German Renewable Energy Experience Offers Lessons for U.S. Farmers
The 25x’25 Alliance has long promoted the conviction that untapped business opportunities in renewable energy hold the promise of addressing increasing energy costs and decreasing farm incomes, all while offering a boost to the rural economy, enhanced national energy security and a cleaner environment. U.S. farmers have captured some of the renewable energy opportunities available to them, notably those associated with ethanol production. But there is vast potential in other renewable technologies that have yet to be developed and German farmers are demonstrating what can come from using those technologies and establishing a wider connection between renewable energy and agriculture.
This unfulfilled potential and the path to maximizing agriculture’s role in achieving a clean energy future is the subject of a new report, Beyond Biofuels: Renewable Energy Opportunities for U.S. Farmers, which served as the basis for a transatlantic roundtable discussion held in Washington, D.C. this week by the Heinrich Böll Foundation-North America, in cooperation with 25x’25.
At the roundtable, the report’s authors explored the intersection of renewable energy and agriculture on both sides of the Atlantic, providing an overview of renewable energy on farms and the drivers for deployment in Germany and the United States. Presentations showed that the U.S. agriculture sector has traditionally lagged behind Germany in its ability to capitalize on the benefits of renewables. For example, while U.S. farmers are earning revenue from wind and biomass systems, it’s at levels far less than German farmers (Germany has approximately 30 times more biogas digesters than the United States). While U.S. farms have invested heavily in ethanol for transportation, farm-based renewable electricity is much more commonplace in Germany than here. The contrasts highlight a significant gap between what is possible on U.S. farms and what’s been implemented thus far.
Among ways the authors say the U.S. agriculture industry could draw from experiences in Germany is to universally advocate for a national comprehensive climate and energy strategy. The development of a strong national renewable energy policy in Germany has been supported by a broad coalition that has included agriculture lobbies, rural communities and farming cooperatives. German lobbies such as the Federation of German Farmers explicitly acknowledge, among other things, the economic dividends of renewable investments to justify aggressively incorporating renewable energy into the agriculture sector. The U.S. farm lobby, by contrast, has generally supported policies targeting biofuels derived from crops, but has been ambivalent when it comes to wider legislation that could optimize solutions from the land to address the nation’s energy and climate problems.
The report also calls on rural communities to develop strong stakeholder networks, noting that German farms have a network of actors, such as community members and cooperatives, that have helped make them successful “energy farmers.” The profit that flows to farmers from renewable energy activities also benefits local communities, which in turn garners local support for renewable energy projects. In Germany, rural communities have established their own renewable energy goals. In contrast, the report says, similar mobilization of rural communities in support of farm-based renewable energy has not been as widespread in the United States, but could be very effective.

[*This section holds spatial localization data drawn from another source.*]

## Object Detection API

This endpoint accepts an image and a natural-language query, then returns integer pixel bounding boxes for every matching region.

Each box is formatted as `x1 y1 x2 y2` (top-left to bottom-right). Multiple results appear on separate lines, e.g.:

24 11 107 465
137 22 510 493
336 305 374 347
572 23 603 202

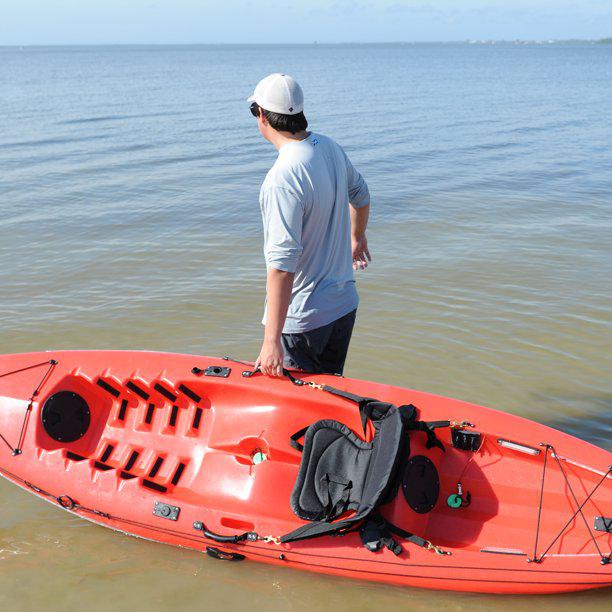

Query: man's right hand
352 233 371 270
255 337 285 378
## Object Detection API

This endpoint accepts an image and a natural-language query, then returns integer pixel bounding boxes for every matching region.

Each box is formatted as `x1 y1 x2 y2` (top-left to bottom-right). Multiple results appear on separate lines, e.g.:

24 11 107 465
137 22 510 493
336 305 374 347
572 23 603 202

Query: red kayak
0 350 610 594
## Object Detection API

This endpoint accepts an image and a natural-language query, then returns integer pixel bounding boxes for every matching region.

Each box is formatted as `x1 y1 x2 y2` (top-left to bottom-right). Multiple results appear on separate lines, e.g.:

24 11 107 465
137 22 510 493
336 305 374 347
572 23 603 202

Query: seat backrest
282 404 405 543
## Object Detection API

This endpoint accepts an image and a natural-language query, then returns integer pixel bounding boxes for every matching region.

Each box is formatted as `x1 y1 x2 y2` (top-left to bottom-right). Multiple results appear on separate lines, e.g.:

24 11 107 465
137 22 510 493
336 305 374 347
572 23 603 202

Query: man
249 73 371 378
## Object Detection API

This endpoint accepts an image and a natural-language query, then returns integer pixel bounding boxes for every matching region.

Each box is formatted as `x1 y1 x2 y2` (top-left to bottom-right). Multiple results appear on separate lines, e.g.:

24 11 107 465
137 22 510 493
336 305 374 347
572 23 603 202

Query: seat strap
359 512 431 555
385 519 430 549
359 513 402 555
319 385 374 407
403 419 447 452
315 383 449 450
289 426 309 452
280 516 358 543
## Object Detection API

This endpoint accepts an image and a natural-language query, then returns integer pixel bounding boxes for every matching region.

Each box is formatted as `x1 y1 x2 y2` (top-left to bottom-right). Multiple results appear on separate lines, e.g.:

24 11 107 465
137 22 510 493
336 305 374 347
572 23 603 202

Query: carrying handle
243 366 306 386
193 521 258 544
206 546 245 561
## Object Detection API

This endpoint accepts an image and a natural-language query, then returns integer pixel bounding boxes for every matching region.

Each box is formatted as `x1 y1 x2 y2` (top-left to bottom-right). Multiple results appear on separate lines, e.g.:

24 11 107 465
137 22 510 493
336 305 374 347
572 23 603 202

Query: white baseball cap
247 73 304 115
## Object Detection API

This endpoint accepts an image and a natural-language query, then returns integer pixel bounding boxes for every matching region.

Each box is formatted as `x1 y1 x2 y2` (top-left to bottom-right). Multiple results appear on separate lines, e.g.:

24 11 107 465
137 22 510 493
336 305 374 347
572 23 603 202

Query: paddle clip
447 483 471 509
426 541 452 555
450 420 475 429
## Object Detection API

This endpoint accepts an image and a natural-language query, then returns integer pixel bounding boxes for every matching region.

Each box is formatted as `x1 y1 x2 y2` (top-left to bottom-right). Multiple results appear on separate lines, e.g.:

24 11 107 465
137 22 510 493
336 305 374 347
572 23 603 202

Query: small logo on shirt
312 137 319 146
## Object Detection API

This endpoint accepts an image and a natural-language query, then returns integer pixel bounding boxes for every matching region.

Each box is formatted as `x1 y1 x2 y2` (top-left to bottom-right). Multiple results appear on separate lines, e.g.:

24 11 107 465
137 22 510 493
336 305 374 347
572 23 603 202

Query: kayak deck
0 350 610 594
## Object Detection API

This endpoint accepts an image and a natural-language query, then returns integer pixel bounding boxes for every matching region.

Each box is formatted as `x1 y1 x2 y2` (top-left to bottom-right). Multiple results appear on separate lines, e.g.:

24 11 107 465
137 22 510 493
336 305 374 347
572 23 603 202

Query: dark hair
262 108 308 134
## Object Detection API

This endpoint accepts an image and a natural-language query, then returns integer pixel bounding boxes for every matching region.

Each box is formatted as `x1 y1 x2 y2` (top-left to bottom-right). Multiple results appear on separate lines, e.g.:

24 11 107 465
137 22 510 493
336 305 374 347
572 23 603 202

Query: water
1 43 611 609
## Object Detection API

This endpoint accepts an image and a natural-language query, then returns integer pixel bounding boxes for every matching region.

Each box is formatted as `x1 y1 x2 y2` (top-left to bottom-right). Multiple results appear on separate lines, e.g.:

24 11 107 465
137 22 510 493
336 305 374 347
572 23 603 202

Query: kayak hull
0 350 610 594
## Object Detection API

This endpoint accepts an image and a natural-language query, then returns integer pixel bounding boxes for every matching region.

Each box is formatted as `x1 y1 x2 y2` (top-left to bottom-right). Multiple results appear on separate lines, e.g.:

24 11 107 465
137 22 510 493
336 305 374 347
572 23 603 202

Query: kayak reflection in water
248 73 371 378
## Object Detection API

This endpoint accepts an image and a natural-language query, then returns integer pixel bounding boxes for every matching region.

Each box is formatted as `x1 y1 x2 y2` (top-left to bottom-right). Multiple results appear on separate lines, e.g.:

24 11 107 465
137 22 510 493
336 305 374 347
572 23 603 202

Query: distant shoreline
1 38 611 48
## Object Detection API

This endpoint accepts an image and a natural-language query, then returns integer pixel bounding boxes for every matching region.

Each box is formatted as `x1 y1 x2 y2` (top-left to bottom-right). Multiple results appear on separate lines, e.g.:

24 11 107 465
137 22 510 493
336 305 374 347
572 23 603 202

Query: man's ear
259 108 268 125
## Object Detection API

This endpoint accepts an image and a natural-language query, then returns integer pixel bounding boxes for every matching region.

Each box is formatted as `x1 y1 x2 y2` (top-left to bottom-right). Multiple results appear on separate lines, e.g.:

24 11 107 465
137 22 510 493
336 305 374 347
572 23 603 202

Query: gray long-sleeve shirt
260 132 370 333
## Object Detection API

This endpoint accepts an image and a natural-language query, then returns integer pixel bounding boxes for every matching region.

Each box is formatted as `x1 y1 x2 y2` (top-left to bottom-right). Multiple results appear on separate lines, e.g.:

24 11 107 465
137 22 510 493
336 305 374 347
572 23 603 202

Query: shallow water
0 43 611 609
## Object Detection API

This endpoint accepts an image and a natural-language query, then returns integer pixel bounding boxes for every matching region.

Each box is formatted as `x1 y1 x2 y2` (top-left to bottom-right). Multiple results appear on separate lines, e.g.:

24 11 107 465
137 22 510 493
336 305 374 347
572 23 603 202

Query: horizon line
1 38 611 48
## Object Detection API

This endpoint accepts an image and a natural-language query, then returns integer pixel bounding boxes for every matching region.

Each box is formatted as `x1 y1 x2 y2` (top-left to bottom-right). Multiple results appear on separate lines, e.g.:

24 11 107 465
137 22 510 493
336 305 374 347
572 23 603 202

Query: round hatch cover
401 455 440 514
41 391 91 443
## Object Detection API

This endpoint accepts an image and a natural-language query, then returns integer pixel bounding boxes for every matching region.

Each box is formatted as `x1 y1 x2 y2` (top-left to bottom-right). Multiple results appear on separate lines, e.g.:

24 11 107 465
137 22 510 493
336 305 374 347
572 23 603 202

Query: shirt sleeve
344 151 370 209
260 186 304 273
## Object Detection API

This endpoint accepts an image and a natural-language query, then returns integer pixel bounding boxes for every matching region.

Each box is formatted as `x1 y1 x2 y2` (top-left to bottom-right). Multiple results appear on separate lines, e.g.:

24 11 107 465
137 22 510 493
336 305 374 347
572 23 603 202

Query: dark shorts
281 309 357 375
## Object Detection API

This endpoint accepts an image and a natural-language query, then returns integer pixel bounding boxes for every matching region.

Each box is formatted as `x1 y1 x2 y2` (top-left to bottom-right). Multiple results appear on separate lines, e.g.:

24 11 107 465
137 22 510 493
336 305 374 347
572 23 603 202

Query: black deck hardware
100 444 114 463
192 408 203 430
451 429 481 451
201 365 231 378
205 546 245 561
402 455 440 514
96 378 120 398
65 451 87 461
142 480 167 493
149 456 164 477
169 405 178 427
178 384 201 403
171 462 186 486
153 383 178 402
118 399 128 421
126 381 150 400
153 501 180 521
41 391 91 443
193 521 258 544
595 516 612 533
124 451 139 471
93 461 113 471
145 403 155 424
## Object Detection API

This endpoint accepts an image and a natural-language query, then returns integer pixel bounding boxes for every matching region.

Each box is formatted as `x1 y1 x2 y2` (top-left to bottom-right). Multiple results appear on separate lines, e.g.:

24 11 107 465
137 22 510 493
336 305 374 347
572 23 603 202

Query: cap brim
247 94 255 103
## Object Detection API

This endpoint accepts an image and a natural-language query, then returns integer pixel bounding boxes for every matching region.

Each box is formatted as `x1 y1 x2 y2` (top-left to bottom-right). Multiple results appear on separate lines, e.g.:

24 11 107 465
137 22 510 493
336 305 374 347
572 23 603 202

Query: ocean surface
0 43 611 610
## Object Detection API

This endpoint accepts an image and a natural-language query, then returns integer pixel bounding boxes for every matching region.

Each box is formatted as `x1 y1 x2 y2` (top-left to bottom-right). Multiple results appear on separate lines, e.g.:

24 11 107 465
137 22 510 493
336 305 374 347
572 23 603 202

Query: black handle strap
193 521 258 544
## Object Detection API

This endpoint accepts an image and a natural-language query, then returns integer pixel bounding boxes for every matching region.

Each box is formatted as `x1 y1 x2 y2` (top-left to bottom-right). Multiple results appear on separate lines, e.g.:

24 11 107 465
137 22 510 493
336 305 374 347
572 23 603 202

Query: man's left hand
352 233 371 270
255 338 285 377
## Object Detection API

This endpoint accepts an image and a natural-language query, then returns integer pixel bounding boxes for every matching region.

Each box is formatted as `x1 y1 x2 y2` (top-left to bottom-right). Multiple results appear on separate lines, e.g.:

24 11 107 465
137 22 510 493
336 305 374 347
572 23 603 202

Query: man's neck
270 129 310 151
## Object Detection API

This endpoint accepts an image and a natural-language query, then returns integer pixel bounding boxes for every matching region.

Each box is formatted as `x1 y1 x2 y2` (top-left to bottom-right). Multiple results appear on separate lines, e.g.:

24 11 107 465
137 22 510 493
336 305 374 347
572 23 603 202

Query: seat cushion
290 407 405 523
291 419 373 520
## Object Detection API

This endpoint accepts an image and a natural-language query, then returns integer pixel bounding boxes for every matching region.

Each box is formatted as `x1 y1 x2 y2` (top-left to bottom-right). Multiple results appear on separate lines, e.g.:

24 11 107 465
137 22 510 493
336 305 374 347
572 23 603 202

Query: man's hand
352 233 371 270
255 338 285 378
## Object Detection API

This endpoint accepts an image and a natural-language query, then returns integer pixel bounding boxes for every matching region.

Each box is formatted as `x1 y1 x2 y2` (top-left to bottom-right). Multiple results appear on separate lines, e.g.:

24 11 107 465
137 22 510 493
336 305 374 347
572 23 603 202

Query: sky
0 0 611 45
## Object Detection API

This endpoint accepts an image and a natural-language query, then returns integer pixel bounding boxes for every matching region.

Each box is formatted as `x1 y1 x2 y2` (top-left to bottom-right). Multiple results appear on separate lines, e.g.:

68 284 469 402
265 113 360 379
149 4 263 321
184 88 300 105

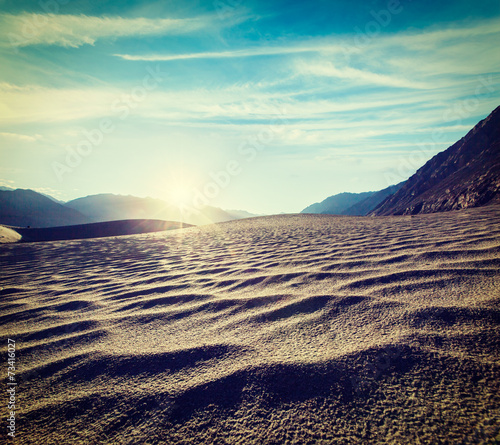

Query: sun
161 172 198 210
156 170 199 211
168 184 192 208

The report also calls upon the diversification of U.S. feedstocks used for biofuels. In recent years, biofuel policy in Germany has been aimed mainly at biodiesel, while U.S. policy primarily targets ethanol. In order for the United States to have a more sustainable biofuels industry, the United States could draw on German and European experience, and continue to explore the development of a more diverse portfolio of renewable transportation fuels.
The American agricultural community is increasingly interested in the economic opportunity of renewable energy, as well as in the additional benefits to water and soil quality. The lessons from Germany could help U.S. farms and rural communities achieve a broad range of economic, environmental and energy security objectives. The 25x’25 Alliance calls on stakeholders to raise awareness among the farming and rural communities that, in turn, will encourage policy makers to narrow the gap between potential opportunities for farmers in renewables and their actual participation in the market.